Essa seria a oposição contracultural mais visceral, ante a tecnocracia: se a sociedade quer a tecnologia, os hippies valorizarão a simplicidade; se expoentes sociais são grandes centros urbanos, preferir-se-ia o campo; se a célula central é a família, viver-se-ia em comunidade; se a preferência é fast food, hambúrgueres e beef, prega-se e pratica-se o vegetarianismo; se o valor maior é o progresso da sociedade, opta-se pelo hedonismo primitivista; se a lógica racional é o processo de pensamento ideal, eles utilizarão a psicodelia e os estados alterados de consciência; se o discurso é científico, utiliza-se o transcedental; se as religiões são as tradicionais, resgata-se o mistiscismo pagão; e, se fazemos parte da grande civilização ocidental, far-se-ia peregrinações a cidades orientais ou exóticas (Katmandu e Marrakech, por exemplo, e conectando com uma música de Caetano Veloso) e estudar-se-ia e colocar-se-ia em prática valores e religiosidade oriental. E torna-se relativamente clara a escolha do nome para a época.
Na verdade, Contracultura, de acordo com Carlos Maciel, colaborador do Pasquim e autor de diversas obras sobre o tema, teria sido um termo criado pela imprensa americana para designar e estigmatizar os movimentos culturais ocorridos no mundo, principalmente Estados Unidos e Europa nos anos de 60 e 70. Ele ainda diria: “Contracultura é a cultura marginal, independente do reconhecimento oficial. No sentido universitário do termo é anticultura. Obedece a instintos desclassificados nos quadros acadêmicos.”[7]

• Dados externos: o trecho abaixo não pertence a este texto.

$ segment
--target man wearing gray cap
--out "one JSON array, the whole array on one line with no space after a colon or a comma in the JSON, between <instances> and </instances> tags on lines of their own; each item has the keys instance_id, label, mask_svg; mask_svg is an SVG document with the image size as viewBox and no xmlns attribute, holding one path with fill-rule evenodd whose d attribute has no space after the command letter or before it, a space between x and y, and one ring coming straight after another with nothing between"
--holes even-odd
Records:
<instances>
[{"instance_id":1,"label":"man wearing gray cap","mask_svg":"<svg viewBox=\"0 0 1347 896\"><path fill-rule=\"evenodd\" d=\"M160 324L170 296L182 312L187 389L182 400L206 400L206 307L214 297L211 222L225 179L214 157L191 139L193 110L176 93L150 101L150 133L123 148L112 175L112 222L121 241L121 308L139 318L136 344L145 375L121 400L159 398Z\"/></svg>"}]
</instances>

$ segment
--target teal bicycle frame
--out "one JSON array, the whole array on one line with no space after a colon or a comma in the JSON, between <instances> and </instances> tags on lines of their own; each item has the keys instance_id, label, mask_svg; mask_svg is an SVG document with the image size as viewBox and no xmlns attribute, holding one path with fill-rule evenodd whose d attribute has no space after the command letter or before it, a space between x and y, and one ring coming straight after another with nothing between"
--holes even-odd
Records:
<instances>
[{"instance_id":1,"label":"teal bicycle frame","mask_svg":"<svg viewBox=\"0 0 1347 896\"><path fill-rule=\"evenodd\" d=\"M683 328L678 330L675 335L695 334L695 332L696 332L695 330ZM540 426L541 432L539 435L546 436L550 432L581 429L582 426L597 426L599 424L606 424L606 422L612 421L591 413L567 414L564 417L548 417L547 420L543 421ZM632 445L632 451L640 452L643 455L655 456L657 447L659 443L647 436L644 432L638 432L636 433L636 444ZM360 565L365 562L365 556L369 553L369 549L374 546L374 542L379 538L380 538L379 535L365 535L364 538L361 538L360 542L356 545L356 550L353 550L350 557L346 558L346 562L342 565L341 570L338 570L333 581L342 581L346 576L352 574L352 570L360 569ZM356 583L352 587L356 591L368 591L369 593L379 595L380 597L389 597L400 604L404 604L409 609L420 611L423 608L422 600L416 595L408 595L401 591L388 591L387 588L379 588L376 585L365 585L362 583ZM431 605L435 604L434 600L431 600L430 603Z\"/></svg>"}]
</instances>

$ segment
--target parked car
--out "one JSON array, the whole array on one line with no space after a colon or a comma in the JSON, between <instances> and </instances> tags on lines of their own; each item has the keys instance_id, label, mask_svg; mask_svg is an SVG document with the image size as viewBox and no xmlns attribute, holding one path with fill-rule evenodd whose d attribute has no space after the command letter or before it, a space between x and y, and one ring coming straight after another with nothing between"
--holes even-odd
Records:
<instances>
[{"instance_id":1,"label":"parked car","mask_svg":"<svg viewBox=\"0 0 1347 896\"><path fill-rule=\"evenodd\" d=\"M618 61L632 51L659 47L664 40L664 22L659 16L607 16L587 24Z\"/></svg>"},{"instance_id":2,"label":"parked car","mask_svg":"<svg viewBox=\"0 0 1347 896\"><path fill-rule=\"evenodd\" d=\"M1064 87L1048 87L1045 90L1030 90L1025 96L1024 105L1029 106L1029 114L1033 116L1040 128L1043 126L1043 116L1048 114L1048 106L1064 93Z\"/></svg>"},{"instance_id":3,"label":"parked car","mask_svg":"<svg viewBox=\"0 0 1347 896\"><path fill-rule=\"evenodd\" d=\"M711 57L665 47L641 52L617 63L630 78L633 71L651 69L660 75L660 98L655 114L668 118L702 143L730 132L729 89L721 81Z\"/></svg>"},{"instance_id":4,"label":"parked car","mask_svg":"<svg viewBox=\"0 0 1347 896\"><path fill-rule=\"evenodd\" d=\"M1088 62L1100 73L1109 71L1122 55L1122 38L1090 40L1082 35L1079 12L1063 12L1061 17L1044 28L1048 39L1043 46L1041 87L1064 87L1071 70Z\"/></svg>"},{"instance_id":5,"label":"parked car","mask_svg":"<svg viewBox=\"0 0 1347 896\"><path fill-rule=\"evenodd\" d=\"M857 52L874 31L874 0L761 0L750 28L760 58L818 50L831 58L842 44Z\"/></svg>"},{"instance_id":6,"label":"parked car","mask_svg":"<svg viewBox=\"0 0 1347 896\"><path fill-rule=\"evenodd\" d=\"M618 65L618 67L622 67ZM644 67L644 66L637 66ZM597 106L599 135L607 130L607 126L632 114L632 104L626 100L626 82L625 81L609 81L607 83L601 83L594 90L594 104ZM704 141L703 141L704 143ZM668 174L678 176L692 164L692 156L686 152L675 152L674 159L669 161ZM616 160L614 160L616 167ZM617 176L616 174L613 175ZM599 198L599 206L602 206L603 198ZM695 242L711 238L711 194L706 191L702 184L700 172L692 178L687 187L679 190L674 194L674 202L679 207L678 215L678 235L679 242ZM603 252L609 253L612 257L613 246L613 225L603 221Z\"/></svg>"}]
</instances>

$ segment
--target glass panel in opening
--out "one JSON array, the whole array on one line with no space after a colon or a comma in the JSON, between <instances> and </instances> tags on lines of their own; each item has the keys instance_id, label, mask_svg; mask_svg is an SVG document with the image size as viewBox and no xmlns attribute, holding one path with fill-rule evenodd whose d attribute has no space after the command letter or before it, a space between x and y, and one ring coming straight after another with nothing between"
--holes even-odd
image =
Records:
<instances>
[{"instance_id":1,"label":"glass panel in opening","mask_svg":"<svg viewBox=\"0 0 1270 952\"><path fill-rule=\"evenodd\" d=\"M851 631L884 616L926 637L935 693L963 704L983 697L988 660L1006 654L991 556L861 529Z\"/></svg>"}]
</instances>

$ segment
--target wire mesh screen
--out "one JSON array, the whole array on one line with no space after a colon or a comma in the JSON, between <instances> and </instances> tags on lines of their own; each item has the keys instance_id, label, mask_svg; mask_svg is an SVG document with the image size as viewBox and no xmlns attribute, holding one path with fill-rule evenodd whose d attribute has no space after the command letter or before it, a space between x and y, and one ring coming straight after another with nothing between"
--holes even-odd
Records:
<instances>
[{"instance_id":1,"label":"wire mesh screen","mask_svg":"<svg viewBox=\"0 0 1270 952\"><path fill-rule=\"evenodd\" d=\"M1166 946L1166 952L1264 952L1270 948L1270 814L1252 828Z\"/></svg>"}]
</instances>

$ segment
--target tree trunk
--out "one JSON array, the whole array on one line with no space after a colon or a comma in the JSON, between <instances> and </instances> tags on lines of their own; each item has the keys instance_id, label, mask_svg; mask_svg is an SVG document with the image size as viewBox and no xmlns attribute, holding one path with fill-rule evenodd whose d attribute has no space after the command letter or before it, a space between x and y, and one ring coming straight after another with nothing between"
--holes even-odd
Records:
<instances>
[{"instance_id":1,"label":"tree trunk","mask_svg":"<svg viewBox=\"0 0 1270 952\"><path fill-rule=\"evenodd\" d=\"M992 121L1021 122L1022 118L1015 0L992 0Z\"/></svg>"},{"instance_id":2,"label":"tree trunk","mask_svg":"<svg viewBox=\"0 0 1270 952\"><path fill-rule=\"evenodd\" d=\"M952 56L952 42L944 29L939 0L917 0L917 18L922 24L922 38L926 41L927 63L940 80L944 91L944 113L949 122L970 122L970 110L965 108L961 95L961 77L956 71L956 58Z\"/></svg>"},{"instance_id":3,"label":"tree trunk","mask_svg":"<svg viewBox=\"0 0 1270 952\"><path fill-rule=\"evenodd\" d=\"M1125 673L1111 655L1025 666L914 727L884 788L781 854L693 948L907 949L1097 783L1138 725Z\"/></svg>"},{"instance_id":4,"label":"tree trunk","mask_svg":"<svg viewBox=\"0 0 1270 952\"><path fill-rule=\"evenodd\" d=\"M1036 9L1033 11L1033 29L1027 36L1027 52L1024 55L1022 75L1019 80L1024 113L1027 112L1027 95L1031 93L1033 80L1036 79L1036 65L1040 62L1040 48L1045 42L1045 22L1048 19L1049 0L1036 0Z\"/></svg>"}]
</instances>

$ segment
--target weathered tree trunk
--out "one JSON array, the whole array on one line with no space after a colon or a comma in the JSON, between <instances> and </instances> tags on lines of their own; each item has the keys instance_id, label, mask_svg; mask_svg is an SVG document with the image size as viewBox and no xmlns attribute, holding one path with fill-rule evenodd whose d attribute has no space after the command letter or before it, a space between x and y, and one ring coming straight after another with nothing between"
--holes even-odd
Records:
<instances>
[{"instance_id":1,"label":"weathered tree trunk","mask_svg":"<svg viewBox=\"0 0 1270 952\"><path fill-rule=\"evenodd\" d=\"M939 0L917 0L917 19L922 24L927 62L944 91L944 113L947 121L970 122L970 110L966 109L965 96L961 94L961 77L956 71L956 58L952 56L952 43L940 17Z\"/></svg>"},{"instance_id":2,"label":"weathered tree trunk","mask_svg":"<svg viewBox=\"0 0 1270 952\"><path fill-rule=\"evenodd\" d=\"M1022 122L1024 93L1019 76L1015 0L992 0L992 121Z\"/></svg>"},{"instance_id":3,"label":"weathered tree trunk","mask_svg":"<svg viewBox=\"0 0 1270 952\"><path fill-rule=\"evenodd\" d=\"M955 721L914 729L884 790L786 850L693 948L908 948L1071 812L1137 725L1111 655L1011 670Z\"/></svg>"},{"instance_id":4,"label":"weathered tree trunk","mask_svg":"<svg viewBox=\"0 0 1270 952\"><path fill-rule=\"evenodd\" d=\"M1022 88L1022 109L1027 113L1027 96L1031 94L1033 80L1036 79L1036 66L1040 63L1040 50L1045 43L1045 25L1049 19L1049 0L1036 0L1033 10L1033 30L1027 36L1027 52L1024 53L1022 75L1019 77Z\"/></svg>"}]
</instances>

Os grandes marcos de Contracultura seriam os festivais, essencialmente maiores três: Woodstock, Altamont e da ilha de Wight. Carlos Alberto destaca o sucesso do primeiro (em termos de representatividade dos valores esboçados acima) e o fracasso do segundo (onde haveria elementos ausentes em Woodstock, como o álcool e anfetaminas), que revelou a violência dentro da Contracultura e que acabou por gerar o que seria sua renovação: o Youth International Party, baseado na raiz beat, hipster, hippie, de oposição jovem versus não-jovem, os yippies seriam a progresão natural, passando a ter objetivo e influências políticas.
CONTRACULTURA NO BRASIL
Se a mídia de massa havia chegado aos Estados Unidos e Europa um tanto mais cedo, aqui ela popularizar-se-ia mais tarde e conjuntamente com a mudança na situação política do país.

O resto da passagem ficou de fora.